16 January 2014

Rudyard Kipling's Writing Habits

Rudyard Kipling
(Wikimedia Image)
Rudyard Kipling was one of the most popular writers in the world in both prose and verse, in the late 19th and early 20th centuries. In 1907, at the age of 41, he won the Nobel Prize in Literature (the first English language writer to be awarded the prize and still its youngest recipient.) Kipling also declined the honour of becoming the British Poet Laureate and refused a knighthood.

After a writing career which took him around the world, Kipling settled down at Bateman's, a mansion house built in 1634 in the rural English countryside at Burwash, East Sussex. Bateman’s was Kipling's home from 1902 until his death in 1936.  It is now in the care of The National Trust and has been preserved with all its contents.

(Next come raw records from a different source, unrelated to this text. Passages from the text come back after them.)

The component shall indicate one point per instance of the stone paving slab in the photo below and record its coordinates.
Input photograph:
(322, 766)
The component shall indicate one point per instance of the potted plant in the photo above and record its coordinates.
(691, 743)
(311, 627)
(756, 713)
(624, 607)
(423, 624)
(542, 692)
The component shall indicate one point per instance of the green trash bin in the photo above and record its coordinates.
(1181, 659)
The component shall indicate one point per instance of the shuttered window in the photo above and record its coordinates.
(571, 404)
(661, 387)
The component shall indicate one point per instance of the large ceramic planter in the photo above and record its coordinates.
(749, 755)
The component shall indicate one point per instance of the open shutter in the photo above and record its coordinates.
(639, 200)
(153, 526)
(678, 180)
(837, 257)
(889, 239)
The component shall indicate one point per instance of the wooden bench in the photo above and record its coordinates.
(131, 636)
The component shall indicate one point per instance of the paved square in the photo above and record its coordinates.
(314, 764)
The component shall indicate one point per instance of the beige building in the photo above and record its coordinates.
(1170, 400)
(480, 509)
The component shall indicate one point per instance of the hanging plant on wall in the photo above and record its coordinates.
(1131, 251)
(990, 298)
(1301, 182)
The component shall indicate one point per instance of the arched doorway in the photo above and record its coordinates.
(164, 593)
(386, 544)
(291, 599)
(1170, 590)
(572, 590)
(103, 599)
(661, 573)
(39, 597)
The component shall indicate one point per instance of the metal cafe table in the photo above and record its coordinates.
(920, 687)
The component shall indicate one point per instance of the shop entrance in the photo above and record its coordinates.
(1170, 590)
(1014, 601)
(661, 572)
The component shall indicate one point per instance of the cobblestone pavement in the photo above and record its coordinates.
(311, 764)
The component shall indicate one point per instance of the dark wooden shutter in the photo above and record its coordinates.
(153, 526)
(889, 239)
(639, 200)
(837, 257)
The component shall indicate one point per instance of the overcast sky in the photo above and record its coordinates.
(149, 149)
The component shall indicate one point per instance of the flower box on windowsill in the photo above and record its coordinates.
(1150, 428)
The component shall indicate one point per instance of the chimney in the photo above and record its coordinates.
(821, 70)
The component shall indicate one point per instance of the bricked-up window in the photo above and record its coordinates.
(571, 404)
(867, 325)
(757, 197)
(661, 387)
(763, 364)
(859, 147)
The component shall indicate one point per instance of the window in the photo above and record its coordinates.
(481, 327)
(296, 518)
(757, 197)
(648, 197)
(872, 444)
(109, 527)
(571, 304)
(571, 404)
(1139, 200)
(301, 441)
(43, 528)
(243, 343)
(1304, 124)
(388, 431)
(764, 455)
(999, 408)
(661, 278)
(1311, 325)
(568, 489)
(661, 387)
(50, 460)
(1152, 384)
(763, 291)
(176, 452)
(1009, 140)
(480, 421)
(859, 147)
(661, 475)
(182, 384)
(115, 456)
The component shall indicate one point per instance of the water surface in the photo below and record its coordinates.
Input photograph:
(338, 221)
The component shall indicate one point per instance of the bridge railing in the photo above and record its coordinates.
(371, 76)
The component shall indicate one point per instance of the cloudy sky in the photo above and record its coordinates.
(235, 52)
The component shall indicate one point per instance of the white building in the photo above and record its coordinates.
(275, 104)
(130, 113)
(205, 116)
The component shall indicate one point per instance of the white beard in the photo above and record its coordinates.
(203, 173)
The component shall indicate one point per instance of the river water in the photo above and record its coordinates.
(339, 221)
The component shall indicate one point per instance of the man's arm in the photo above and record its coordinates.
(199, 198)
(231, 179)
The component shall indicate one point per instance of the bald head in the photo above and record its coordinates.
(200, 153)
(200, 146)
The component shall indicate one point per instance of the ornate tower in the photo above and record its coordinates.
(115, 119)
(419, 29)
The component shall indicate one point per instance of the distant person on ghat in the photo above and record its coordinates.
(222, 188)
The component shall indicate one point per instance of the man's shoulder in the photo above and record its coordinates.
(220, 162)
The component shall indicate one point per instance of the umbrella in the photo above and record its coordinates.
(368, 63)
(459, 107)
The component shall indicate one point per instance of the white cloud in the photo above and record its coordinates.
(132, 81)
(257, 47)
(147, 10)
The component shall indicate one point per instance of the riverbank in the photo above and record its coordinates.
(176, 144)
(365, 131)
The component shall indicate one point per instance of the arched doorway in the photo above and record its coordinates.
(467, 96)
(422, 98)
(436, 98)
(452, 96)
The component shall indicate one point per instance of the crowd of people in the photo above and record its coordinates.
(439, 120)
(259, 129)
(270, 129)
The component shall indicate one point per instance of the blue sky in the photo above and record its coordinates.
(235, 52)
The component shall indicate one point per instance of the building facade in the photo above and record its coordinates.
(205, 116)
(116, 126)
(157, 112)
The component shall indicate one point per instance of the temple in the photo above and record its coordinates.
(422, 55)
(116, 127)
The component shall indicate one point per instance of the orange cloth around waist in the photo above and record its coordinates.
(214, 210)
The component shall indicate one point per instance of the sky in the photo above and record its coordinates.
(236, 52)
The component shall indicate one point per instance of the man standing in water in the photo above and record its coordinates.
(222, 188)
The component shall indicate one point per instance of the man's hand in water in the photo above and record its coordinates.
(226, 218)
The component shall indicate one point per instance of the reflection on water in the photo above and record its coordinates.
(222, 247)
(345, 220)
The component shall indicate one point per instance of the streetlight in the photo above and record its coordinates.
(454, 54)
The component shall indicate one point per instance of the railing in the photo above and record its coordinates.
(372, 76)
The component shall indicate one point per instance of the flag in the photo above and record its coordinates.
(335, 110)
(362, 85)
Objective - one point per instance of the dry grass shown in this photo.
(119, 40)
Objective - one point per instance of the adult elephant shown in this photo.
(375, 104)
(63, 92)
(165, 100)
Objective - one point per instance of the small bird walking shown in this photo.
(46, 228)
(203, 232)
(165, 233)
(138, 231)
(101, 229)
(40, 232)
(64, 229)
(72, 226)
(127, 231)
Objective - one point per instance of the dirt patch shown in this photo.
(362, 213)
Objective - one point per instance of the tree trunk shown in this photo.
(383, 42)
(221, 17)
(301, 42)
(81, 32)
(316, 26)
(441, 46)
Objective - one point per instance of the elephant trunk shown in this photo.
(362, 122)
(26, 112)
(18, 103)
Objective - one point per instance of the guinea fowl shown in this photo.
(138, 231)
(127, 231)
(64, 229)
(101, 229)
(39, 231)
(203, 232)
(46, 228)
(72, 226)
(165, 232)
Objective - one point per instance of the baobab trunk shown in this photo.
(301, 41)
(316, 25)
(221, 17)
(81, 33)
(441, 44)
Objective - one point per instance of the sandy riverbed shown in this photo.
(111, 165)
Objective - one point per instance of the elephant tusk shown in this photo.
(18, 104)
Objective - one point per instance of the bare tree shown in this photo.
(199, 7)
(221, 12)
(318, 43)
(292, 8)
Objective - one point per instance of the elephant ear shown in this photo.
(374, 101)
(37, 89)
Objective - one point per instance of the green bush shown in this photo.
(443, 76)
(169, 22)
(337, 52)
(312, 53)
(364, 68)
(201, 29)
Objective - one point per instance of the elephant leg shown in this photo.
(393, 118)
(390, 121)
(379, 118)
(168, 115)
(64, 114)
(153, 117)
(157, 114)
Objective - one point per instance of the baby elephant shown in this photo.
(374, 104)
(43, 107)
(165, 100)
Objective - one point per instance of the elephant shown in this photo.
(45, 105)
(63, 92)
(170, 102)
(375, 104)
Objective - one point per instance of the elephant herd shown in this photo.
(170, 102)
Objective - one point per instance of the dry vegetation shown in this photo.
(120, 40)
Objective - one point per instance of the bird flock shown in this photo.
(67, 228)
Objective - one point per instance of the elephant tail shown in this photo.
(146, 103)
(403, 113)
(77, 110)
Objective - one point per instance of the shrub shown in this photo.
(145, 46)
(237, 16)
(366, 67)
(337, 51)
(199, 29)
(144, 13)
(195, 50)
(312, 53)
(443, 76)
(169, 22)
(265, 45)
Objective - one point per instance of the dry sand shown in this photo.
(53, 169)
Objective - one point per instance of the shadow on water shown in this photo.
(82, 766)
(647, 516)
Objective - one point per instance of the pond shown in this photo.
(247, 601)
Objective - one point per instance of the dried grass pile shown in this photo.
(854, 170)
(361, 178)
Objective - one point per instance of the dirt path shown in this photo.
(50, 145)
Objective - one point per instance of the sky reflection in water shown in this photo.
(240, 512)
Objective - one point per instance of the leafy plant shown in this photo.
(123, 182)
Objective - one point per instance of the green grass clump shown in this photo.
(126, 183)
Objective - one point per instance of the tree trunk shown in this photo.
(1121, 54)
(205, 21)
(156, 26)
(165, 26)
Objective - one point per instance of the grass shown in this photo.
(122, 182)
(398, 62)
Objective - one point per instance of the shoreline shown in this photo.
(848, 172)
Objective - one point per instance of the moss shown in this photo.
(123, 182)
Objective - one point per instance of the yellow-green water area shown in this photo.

Kipling’s study, with his pens, inkwell, paperweight and pipe are still there, just as he left them.

Kipling’s Writing Habits

Kipling tended to get up fairly late in the morning and would soon retreat to his study. The room was at the heart of the house and was also his library, with two walls lined with an eclectic mix of books from poetry to Pepys, naval history, bee-keeping and angling. He worked at a 17th-century walnut refectory table under the window.

He would write for several hours at a time. He was a heavy smoker and liked a messy environment, referring to his desk as ‘my dunghill’ and often screwing up the paper he was writing on and throwing it into a large Algerian wastepaper basket.

Despite his love of his untidy desk, his maid had the task of ensuring it was always laid out in a special way, with cleaned nibs on the pens and fresh supply of best quality black Indian ink in his inkwell (on which he carefully scratched the names of all his books as they were published.) As he was quite a small man, his chair was raised to the correct height for his desk on little wooden blocks.

His desk is also set out with boxes of pen nibs, rubber bands and clips. 
On his writing table sits a huge Imperial typewriter ‘The Good Companion’, of which he often complained "the beastly thing simply won't spell." Kipling only used it occasionally, asking his secretary to type out his handwritten manuscripts.

Kipling's Inspiration and 'hatching ideas'

When he needed inspiration Kipling would go for long walks in the local Sussex countryside developing ideas in his mind, which he called his ‘hatching.’ He also kept what he called his day-bed In the corner of his study, where he would sit and wait for inspiration. He once explained he was listening for his ‘daemon’ that inspired his writing and had a mantra, which was ‘drift, wait, obey.’ 

When ideas came to him he would leap up and write furiously.Kipling loved the process of writing. He would often prepare four or five drafts and once lost an entire chapter of one of his books in the mess. When he was happy with a draft he would leave it for a while, then go back to it with good black Indian ink on a brush and ‘paint out’ anything he thought wasn’t necessary. He said he always knew when a piece was finished because he heard a ‘click’ in his head.